Era un vero rito, solenne, dove si ripetevano gesti precisi.
Si coricava di forza il maiale sulla "meseta" (specie di altare costituito da una cassa di legno di forma trapezioidale che in seguito doveva contenere il macinato, chiamato tastasal, che andava a costituire il salame). Minimo tre persone forti tenevano fermo il povero suino che si dimenava furiosamente consapevole della tragica fine e il "Mazin" con un lungo coltello appuntito dava un colpo forte e preciso dalla gola verso il cuore e lo forava, dalla ferita foriusciva il sangue seguento gli impulsi dati dal cuore, che ancora pompava per poco. Si era pronti a raccogliere tutto quel sangue, non se ne perdeva una goccia, dato che seviva per preparare dei dolci particolari, ottenuti dalla cottura del liquido ematico misto a zucchero e uva appassita, la prepazione doveva precedere tutte le altre, una volta bollito prima di coaugularsi definitivamente era messo amch'esso in un budello e così si ottenevano i "brigaldoli".
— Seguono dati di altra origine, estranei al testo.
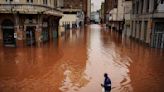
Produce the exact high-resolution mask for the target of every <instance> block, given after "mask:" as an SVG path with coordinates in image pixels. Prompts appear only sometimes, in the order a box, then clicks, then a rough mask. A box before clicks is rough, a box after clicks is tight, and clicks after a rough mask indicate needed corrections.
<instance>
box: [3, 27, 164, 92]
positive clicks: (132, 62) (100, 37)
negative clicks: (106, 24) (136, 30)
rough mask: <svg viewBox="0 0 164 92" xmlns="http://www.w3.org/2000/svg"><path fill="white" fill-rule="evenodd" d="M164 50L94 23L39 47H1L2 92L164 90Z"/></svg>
mask: <svg viewBox="0 0 164 92" xmlns="http://www.w3.org/2000/svg"><path fill="white" fill-rule="evenodd" d="M163 66H164V50H162V49H154V48H149V47H147V46H145V45H144V44H142V43H140V42H137V41H135V40H131V39H129V38H126V37H122V36H121V35H120V34H118V33H117V32H115V31H112V30H109V29H106V28H105V27H102V26H101V25H90V26H86V27H84V28H81V29H77V30H67V31H66V32H65V34H64V35H63V36H62V37H60V38H59V39H56V40H54V41H51V42H50V43H46V44H42V45H41V46H40V47H33V46H31V47H30V46H29V47H28V46H27V47H20V48H5V47H0V92H101V90H102V88H101V83H103V79H104V76H103V75H104V73H108V75H109V77H110V79H111V81H112V91H111V92H164V88H163V85H164V71H163Z"/></svg>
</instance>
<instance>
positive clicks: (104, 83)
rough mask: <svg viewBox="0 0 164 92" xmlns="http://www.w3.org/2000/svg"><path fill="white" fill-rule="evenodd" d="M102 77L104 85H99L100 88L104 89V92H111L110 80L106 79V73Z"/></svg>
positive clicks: (106, 76) (107, 74) (101, 84)
mask: <svg viewBox="0 0 164 92" xmlns="http://www.w3.org/2000/svg"><path fill="white" fill-rule="evenodd" d="M104 77H105V79H104V84H101V86H102V87H104V89H105V92H110V91H111V80H110V78H109V77H108V74H107V73H105V74H104Z"/></svg>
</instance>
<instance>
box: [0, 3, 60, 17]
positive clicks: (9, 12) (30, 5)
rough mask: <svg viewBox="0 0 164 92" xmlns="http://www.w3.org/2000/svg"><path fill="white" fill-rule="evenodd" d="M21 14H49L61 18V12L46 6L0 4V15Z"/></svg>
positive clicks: (52, 8) (25, 4)
mask: <svg viewBox="0 0 164 92" xmlns="http://www.w3.org/2000/svg"><path fill="white" fill-rule="evenodd" d="M16 12H19V13H23V14H38V13H43V14H50V15H56V16H62V11H61V10H59V9H57V8H53V7H50V6H47V5H40V4H0V13H16Z"/></svg>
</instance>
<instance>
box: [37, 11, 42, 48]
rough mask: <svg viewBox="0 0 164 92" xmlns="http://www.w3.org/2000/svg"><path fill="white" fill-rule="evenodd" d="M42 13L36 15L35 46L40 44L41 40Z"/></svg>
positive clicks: (41, 38)
mask: <svg viewBox="0 0 164 92" xmlns="http://www.w3.org/2000/svg"><path fill="white" fill-rule="evenodd" d="M41 33H42V15H41V14H38V15H37V25H36V30H35V40H36V44H37V46H40V44H41V42H42V34H41Z"/></svg>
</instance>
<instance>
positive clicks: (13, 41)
mask: <svg viewBox="0 0 164 92" xmlns="http://www.w3.org/2000/svg"><path fill="white" fill-rule="evenodd" d="M2 31H3V45H4V46H6V47H15V46H16V39H15V38H14V23H13V22H12V21H11V20H9V19H6V20H4V21H3V22H2Z"/></svg>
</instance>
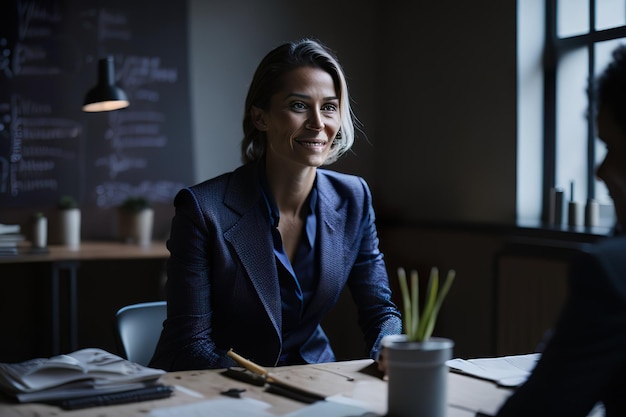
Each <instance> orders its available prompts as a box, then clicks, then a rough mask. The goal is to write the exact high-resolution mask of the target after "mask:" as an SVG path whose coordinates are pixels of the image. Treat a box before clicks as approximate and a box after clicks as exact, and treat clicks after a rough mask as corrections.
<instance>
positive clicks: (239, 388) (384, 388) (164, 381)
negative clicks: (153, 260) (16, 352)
mask: <svg viewBox="0 0 626 417" xmlns="http://www.w3.org/2000/svg"><path fill="white" fill-rule="evenodd" d="M371 364H372V361H371V360H369V359H366V360H356V361H346V362H334V363H326V364H317V365H304V366H288V367H282V368H276V369H275V370H273V372H274V373H275V374H277V375H279V376H281V377H282V378H285V379H289V380H291V381H293V382H295V383H297V384H300V385H301V386H303V387H306V388H307V389H309V390H314V391H316V392H319V393H321V394H323V395H326V396H332V395H339V394H341V395H343V396H345V397H348V398H351V399H354V400H357V401H362V402H364V403H366V404H368V408H370V409H371V410H372V411H373V412H375V413H377V414H378V415H380V416H383V415H384V414H385V413H386V410H387V383H386V382H385V381H383V380H381V379H379V378H376V377H374V376H370V375H368V374H366V373H363V372H360V371H361V370H362V369H364V368H367V367H368V366H369V365H371ZM449 375H450V379H449V384H448V403H449V407H448V416H447V417H475V415H476V411H475V410H478V409H480V410H482V411H484V412H487V413H493V412H495V411H496V410H497V409H498V407H499V406H500V404H501V403H502V401H504V400H505V399H506V397H507V396H508V395H509V394H510V391H508V390H505V389H501V388H497V387H496V386H495V385H494V384H492V383H490V382H486V381H482V380H479V379H475V378H471V377H467V376H462V375H458V374H452V373H451V374H449ZM349 378H353V380H349ZM162 381H163V382H164V383H166V384H168V385H173V386H177V387H183V389H177V390H176V392H175V394H174V395H173V396H172V397H170V398H167V399H162V400H155V401H144V402H139V403H132V404H124V405H113V406H106V407H95V408H89V409H84V410H75V411H63V410H61V409H60V408H58V407H55V406H50V405H45V404H8V403H7V402H1V401H0V416H2V417H53V416H54V417H64V416H68V417H70V416H75V417H76V416H80V417H147V416H148V415H149V414H148V413H149V412H150V411H151V410H154V409H157V408H162V407H173V406H181V405H185V404H192V403H199V402H201V401H206V400H210V399H215V398H226V397H223V396H221V395H220V393H221V392H222V391H225V390H228V389H231V388H238V389H245V390H246V391H245V392H244V393H242V396H243V397H247V398H254V399H257V400H260V401H263V402H266V403H268V404H271V407H270V408H269V409H268V410H267V411H268V412H269V413H271V414H272V415H276V416H281V415H285V414H287V413H290V412H293V411H296V410H298V409H301V408H303V407H306V406H307V404H303V403H300V402H297V401H295V400H291V399H288V398H285V397H282V396H278V395H275V394H271V393H268V392H265V390H264V389H263V388H262V387H256V386H253V385H250V384H246V383H244V382H239V381H236V380H233V379H230V378H227V377H225V376H223V375H221V374H220V371H218V370H207V371H187V372H172V373H168V374H166V375H164V376H163V377H162ZM196 415H199V414H196Z"/></svg>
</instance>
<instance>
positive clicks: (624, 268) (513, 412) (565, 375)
mask: <svg viewBox="0 0 626 417" xmlns="http://www.w3.org/2000/svg"><path fill="white" fill-rule="evenodd" d="M570 271H571V272H570V274H569V281H568V284H569V295H568V299H567V301H566V303H565V306H564V308H563V311H562V313H561V316H560V318H559V321H558V322H557V324H556V326H555V327H554V332H553V335H552V337H551V339H550V340H549V341H548V343H547V345H546V348H545V350H544V351H543V353H542V355H541V359H540V360H539V362H538V363H537V366H536V367H535V369H534V370H533V372H532V373H531V375H530V377H529V378H528V380H527V381H526V383H524V384H523V385H522V386H521V387H519V388H518V389H517V390H516V391H515V393H514V394H513V395H512V396H511V397H509V398H508V400H507V401H506V402H505V404H504V405H503V406H502V408H501V409H500V410H499V412H498V414H497V416H498V417H527V416H539V417H541V416H546V417H554V416H567V417H576V416H580V417H584V416H586V415H588V413H589V412H590V411H591V409H592V408H593V407H594V405H595V404H597V403H598V402H603V403H604V406H605V410H606V416H607V417H612V416H620V417H623V416H626V396H625V395H624V394H625V393H626V237H616V238H608V239H605V240H602V241H601V242H599V243H596V244H593V245H590V246H589V247H587V248H585V250H583V251H582V252H581V253H579V254H577V255H576V257H575V260H574V262H573V264H572V265H571V266H570Z"/></svg>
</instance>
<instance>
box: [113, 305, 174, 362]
mask: <svg viewBox="0 0 626 417" xmlns="http://www.w3.org/2000/svg"><path fill="white" fill-rule="evenodd" d="M166 317H167V303H166V302H165V301H153V302H148V303H139V304H132V305H128V306H126V307H122V308H121V309H119V310H118V312H117V313H116V314H115V321H116V329H117V335H118V337H119V341H120V343H121V347H122V349H123V353H124V355H125V356H126V359H128V360H129V361H131V362H135V363H138V364H140V365H144V366H147V365H148V363H149V362H150V359H152V355H153V354H154V350H155V349H156V345H157V342H158V341H159V336H160V335H161V329H162V327H163V321H165V318H166Z"/></svg>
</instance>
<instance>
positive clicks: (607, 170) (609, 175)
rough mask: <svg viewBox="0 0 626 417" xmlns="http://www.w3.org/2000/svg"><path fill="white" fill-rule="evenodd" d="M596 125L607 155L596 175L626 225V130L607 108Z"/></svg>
mask: <svg viewBox="0 0 626 417" xmlns="http://www.w3.org/2000/svg"><path fill="white" fill-rule="evenodd" d="M596 125H597V128H598V137H599V138H600V139H601V140H602V141H603V142H604V143H605V144H606V155H605V157H604V160H603V161H602V163H601V164H600V165H599V166H598V168H597V170H596V175H597V176H598V178H600V179H601V180H602V181H604V183H605V184H606V187H607V188H608V190H609V194H610V195H611V198H612V199H613V203H614V205H615V214H616V216H617V221H618V222H619V223H620V224H621V225H623V226H626V132H625V131H624V130H623V128H622V127H621V126H620V125H618V124H617V123H616V122H615V119H614V117H613V114H612V113H611V112H610V111H609V109H606V108H600V109H599V111H598V115H597V118H596Z"/></svg>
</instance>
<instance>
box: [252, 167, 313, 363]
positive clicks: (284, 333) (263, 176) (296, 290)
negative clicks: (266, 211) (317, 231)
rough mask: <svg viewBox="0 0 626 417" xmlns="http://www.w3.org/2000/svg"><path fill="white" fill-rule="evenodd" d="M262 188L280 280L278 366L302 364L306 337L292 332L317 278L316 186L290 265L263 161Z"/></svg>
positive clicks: (294, 332)
mask: <svg viewBox="0 0 626 417" xmlns="http://www.w3.org/2000/svg"><path fill="white" fill-rule="evenodd" d="M259 167H260V170H261V171H262V172H261V175H260V178H261V187H262V189H263V196H264V197H265V202H266V204H267V210H268V214H269V220H270V227H271V228H272V237H273V240H274V255H275V257H276V261H277V262H276V268H277V272H278V278H279V280H280V295H281V305H282V339H283V346H282V353H281V355H280V360H279V363H278V364H279V365H281V364H286V363H289V364H294V363H304V361H303V360H302V358H301V357H300V354H299V353H298V348H299V347H300V346H301V345H302V344H303V343H304V342H305V341H306V337H302V335H300V337H298V336H297V332H294V333H292V332H293V331H294V330H296V329H297V328H298V326H299V323H300V319H301V318H302V316H303V315H304V311H305V309H306V308H307V306H308V304H309V301H310V300H311V298H312V296H313V293H314V292H315V290H316V288H317V284H318V277H319V256H318V252H319V251H318V245H317V244H316V230H317V217H316V215H315V209H316V207H317V187H316V182H315V183H314V184H313V189H312V190H311V193H310V194H309V198H308V200H309V201H308V208H309V210H308V213H307V215H306V219H305V234H304V236H303V238H302V239H301V240H300V242H299V243H298V247H297V249H296V256H295V258H294V262H293V264H292V263H291V262H290V261H289V258H288V257H287V254H286V252H285V247H284V246H283V241H282V238H281V236H280V232H279V231H278V223H279V221H280V212H279V211H278V206H277V205H276V200H275V199H274V196H273V195H272V193H271V190H270V189H269V185H268V183H267V177H266V175H265V169H264V168H265V164H259Z"/></svg>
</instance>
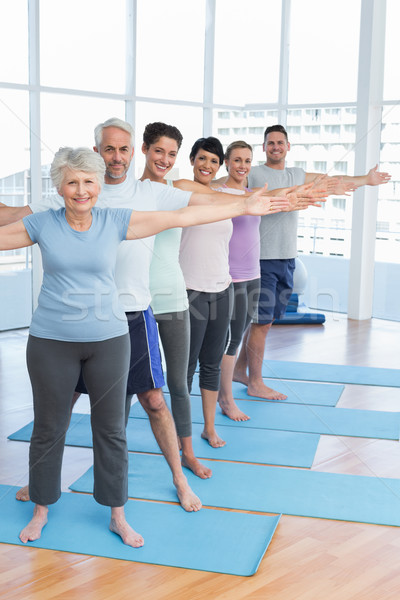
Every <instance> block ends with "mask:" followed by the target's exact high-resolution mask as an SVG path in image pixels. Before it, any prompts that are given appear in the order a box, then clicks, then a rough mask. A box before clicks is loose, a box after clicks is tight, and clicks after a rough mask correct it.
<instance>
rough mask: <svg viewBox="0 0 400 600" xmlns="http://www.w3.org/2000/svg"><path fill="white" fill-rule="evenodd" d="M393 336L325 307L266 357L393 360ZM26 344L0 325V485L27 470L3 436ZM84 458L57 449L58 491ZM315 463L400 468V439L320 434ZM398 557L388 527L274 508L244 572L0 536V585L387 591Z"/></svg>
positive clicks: (229, 596) (100, 595) (395, 590)
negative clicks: (348, 318)
mask: <svg viewBox="0 0 400 600" xmlns="http://www.w3.org/2000/svg"><path fill="white" fill-rule="evenodd" d="M399 340H400V323H396V322H389V321H382V320H378V319H372V320H367V321H352V320H349V319H347V318H346V317H345V316H344V315H329V314H328V315H327V321H326V323H325V324H324V325H291V326H289V325H281V326H274V327H273V328H272V329H271V332H270V334H269V339H268V344H267V349H266V353H265V357H266V359H267V360H268V358H270V359H275V360H285V359H286V360H296V361H297V360H298V361H304V362H326V363H333V364H350V365H363V366H371V367H388V368H399V364H400V360H399V356H400V352H399V350H400V347H399V346H400V341H399ZM25 342H26V330H16V331H12V332H2V333H0V483H7V484H12V485H20V484H23V483H25V482H26V479H27V458H28V444H24V443H21V442H11V441H9V440H7V435H8V434H9V433H11V432H13V431H14V430H15V429H17V428H18V427H21V426H22V425H24V424H25V423H27V422H28V421H29V420H30V419H31V418H32V408H31V392H30V386H29V378H28V376H27V373H26V367H25V356H24V351H25ZM338 406H341V407H346V408H364V409H370V410H387V411H397V410H400V390H399V389H395V388H379V387H366V386H358V385H347V386H346V388H345V391H344V392H343V394H342V397H341V399H340V401H339V403H338ZM90 464H91V451H90V450H88V449H83V448H66V452H65V459H64V468H63V476H62V486H63V490H65V491H66V490H67V489H68V485H69V484H70V483H71V482H72V481H74V480H75V479H76V478H77V477H78V476H79V475H81V474H82V472H83V471H84V470H86V468H87V467H88V466H89V465H90ZM313 469H316V470H319V471H326V472H335V473H350V474H360V475H370V476H371V475H373V476H376V477H399V476H400V445H399V443H398V442H391V441H387V440H369V439H359V438H344V437H333V436H322V438H321V441H320V444H319V447H318V450H317V454H316V457H315V461H314V465H313ZM2 517H3V518H4V515H2ZM60 535H62V532H60ZM399 560H400V531H399V529H398V528H396V527H382V526H377V525H365V524H360V523H348V522H340V521H329V520H322V519H310V518H302V517H291V516H283V517H282V519H281V521H280V524H279V526H278V528H277V531H276V533H275V536H274V538H273V540H272V543H271V545H270V547H269V549H268V552H267V554H266V555H265V557H264V559H263V561H262V563H261V565H260V568H259V570H258V572H257V573H256V575H254V576H253V577H250V578H244V577H234V576H228V575H220V574H212V573H204V572H200V571H190V570H185V569H176V568H171V567H159V566H155V565H145V564H139V563H133V562H132V563H130V562H125V561H118V560H111V559H105V558H95V557H87V556H83V555H77V554H69V553H66V552H65V553H64V552H53V551H49V550H39V549H35V548H21V547H18V546H10V545H6V544H0V590H1V596H2V598H4V599H5V598H6V599H8V600H14V599H18V600H21V599H22V598H23V599H25V598H29V599H32V600H36V599H39V598H40V600H47V599H50V598H51V599H52V600H54V599H58V600H74V599H75V598H82V597H84V598H85V600H92V599H93V600H94V599H95V600H103V599H104V600H106V599H107V600H109V599H118V600H119V599H121V598H126V597H138V598H140V599H141V600H155V599H157V600H158V599H165V600H167V599H168V600H169V599H171V600H172V599H174V600H176V599H179V600H197V599H198V600H203V599H204V600H205V599H206V598H207V599H212V600H239V599H243V600H244V599H246V600H261V599H262V600H264V599H274V600H313V599H318V600H320V599H321V598H323V599H324V600H334V599H335V600H336V599H339V598H340V599H341V600H347V599H349V600H350V599H351V600H391V599H395V598H396V599H397V598H398V597H399V594H400V570H399V568H398V564H399Z"/></svg>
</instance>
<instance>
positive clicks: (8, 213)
mask: <svg viewBox="0 0 400 600" xmlns="http://www.w3.org/2000/svg"><path fill="white" fill-rule="evenodd" d="M31 214H32V211H31V209H30V208H29V206H7V205H6V204H2V203H0V227H1V226H3V225H9V224H10V223H15V221H19V220H20V219H22V218H23V217H26V215H31Z"/></svg>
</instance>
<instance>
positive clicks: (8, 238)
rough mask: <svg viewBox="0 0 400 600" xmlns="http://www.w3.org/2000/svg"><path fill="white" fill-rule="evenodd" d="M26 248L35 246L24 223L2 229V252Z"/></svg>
mask: <svg viewBox="0 0 400 600" xmlns="http://www.w3.org/2000/svg"><path fill="white" fill-rule="evenodd" d="M26 246H33V242H32V240H31V238H30V237H29V235H28V233H27V231H26V229H25V225H24V223H23V222H22V221H17V222H16V223H11V225H4V227H0V250H16V249H17V248H25V247H26Z"/></svg>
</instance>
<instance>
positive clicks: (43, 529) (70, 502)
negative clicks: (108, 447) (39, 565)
mask: <svg viewBox="0 0 400 600" xmlns="http://www.w3.org/2000/svg"><path fill="white" fill-rule="evenodd" d="M17 489H18V488H17V487H12V486H5V485H1V486H0V507H1V514H2V519H1V520H0V542H2V543H6V544H17V545H21V546H28V547H31V546H34V547H35V548H48V549H50V550H62V551H65V552H75V553H78V554H89V555H92V556H106V557H109V558H119V559H123V560H131V561H135V562H140V563H152V564H157V565H167V566H172V567H183V568H185V569H198V570H201V571H213V572H216V573H227V574H230V575H245V576H247V575H253V574H254V573H255V572H256V571H257V568H258V566H259V564H260V561H261V559H262V557H263V556H264V554H265V552H266V550H267V548H268V545H269V543H270V541H271V539H272V536H273V534H274V532H275V529H276V526H277V524H278V521H279V516H267V515H265V516H264V515H251V514H243V513H235V512H227V511H221V510H210V509H209V510H207V509H202V510H200V511H199V512H196V513H187V512H185V511H184V510H183V509H182V508H181V507H180V506H174V505H169V504H161V503H154V502H151V503H150V502H139V501H135V500H129V501H128V502H127V504H126V505H125V511H126V516H127V520H128V522H129V523H131V524H132V525H133V527H134V528H135V529H137V531H139V532H140V533H141V534H142V535H143V537H144V540H145V545H144V546H143V547H142V548H131V547H129V546H125V545H124V544H123V543H122V541H121V539H120V537H119V536H117V535H116V534H114V533H112V532H111V531H109V529H108V525H109V522H110V509H109V508H108V507H106V506H101V505H100V504H97V503H96V502H95V501H94V500H93V498H92V497H91V496H88V495H86V494H71V493H63V494H62V496H61V498H60V500H59V501H58V502H57V503H56V504H54V505H52V506H51V507H50V510H49V522H48V524H47V525H46V527H45V528H44V529H43V532H42V536H41V538H40V539H39V540H37V541H36V542H29V543H28V544H22V542H20V540H19V538H18V534H19V532H20V530H21V529H22V528H23V527H24V526H25V525H26V524H27V523H28V522H29V520H30V519H31V517H32V509H33V505H32V503H31V502H19V501H18V500H16V499H15V492H16V491H17ZM61 532H62V533H61Z"/></svg>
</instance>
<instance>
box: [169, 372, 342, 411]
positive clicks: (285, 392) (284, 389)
mask: <svg viewBox="0 0 400 600" xmlns="http://www.w3.org/2000/svg"><path fill="white" fill-rule="evenodd" d="M265 383H266V385H268V387H272V388H273V389H274V390H276V391H277V392H281V393H282V394H285V395H286V396H287V398H286V400H279V402H281V403H282V402H284V403H285V404H286V403H288V404H289V403H290V404H293V403H294V404H318V405H321V406H336V404H337V402H338V400H339V398H340V396H341V395H342V392H343V390H344V385H334V384H330V383H329V384H328V383H311V382H308V381H290V382H288V381H270V380H266V381H265ZM163 390H164V392H168V387H167V386H164V388H163ZM232 392H233V397H234V398H237V399H240V400H249V399H251V398H254V399H256V400H263V401H264V402H276V400H265V399H264V398H257V397H256V396H249V395H248V394H247V386H245V385H243V384H242V383H237V382H236V381H234V382H233V384H232ZM191 394H192V395H193V396H200V387H199V374H198V373H195V374H194V377H193V385H192V392H191Z"/></svg>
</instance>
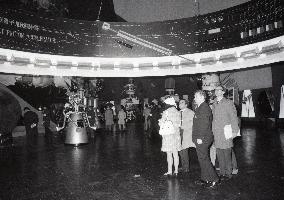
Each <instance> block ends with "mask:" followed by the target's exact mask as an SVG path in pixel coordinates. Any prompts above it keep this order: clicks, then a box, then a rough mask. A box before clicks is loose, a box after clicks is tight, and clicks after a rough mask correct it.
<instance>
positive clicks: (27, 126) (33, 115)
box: [24, 110, 38, 129]
mask: <svg viewBox="0 0 284 200" xmlns="http://www.w3.org/2000/svg"><path fill="white" fill-rule="evenodd" d="M37 123H38V116H37V114H36V113H35V112H33V111H31V110H29V111H27V112H25V114H24V124H25V127H26V128H27V129H30V128H31V125H32V124H37Z"/></svg>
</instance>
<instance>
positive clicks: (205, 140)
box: [192, 102, 213, 144]
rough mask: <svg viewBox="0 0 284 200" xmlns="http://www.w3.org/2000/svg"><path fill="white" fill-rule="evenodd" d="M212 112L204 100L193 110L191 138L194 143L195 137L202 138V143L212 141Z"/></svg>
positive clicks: (196, 142)
mask: <svg viewBox="0 0 284 200" xmlns="http://www.w3.org/2000/svg"><path fill="white" fill-rule="evenodd" d="M211 124H212V112H211V108H210V107H209V106H208V104H207V103H206V102H203V103H202V104H200V106H199V107H197V108H196V110H195V115H194V117H193V126H192V140H193V142H194V143H195V144H196V143H197V139H202V143H212V141H213V134H212V130H211Z"/></svg>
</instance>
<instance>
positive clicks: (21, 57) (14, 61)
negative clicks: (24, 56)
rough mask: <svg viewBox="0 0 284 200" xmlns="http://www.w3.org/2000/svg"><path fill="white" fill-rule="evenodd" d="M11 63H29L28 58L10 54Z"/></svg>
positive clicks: (25, 63)
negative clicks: (16, 55) (11, 54)
mask: <svg viewBox="0 0 284 200" xmlns="http://www.w3.org/2000/svg"><path fill="white" fill-rule="evenodd" d="M11 63H12V64H16V65H28V64H30V63H31V61H30V59H29V58H22V57H15V56H12V58H11Z"/></svg>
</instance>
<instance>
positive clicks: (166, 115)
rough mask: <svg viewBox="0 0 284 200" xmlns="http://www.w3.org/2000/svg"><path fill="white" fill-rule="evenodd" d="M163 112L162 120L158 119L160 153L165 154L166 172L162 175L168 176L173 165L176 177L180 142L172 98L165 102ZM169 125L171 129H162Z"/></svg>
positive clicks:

Poi si passava allo smontaggio e alla separazione delle varie parti: i muscoli venivano tolti dalle ossa, la cotica, opelle coriacea, scorticata serviva per preparare i "codeghini", gli intestini tolti e lavati per poi essere riempiti dalla carne macinata, le parti sanguinolente come polmoni costituivano le cosidette:"morette" salamini neri. Quella morte dava la possibilità di vivere ad una intera famiglia e superare i rigori dell'inverno apportando le proteine e il grasso necessario, altrimenti la loro mancanza comportava delle grosse difficoltà per poter superare l'inverno rigido. L'uccisione del maiale era in fondo un vero sacrificio, si immolava l'animale afinchè la famiglia potesse vivere.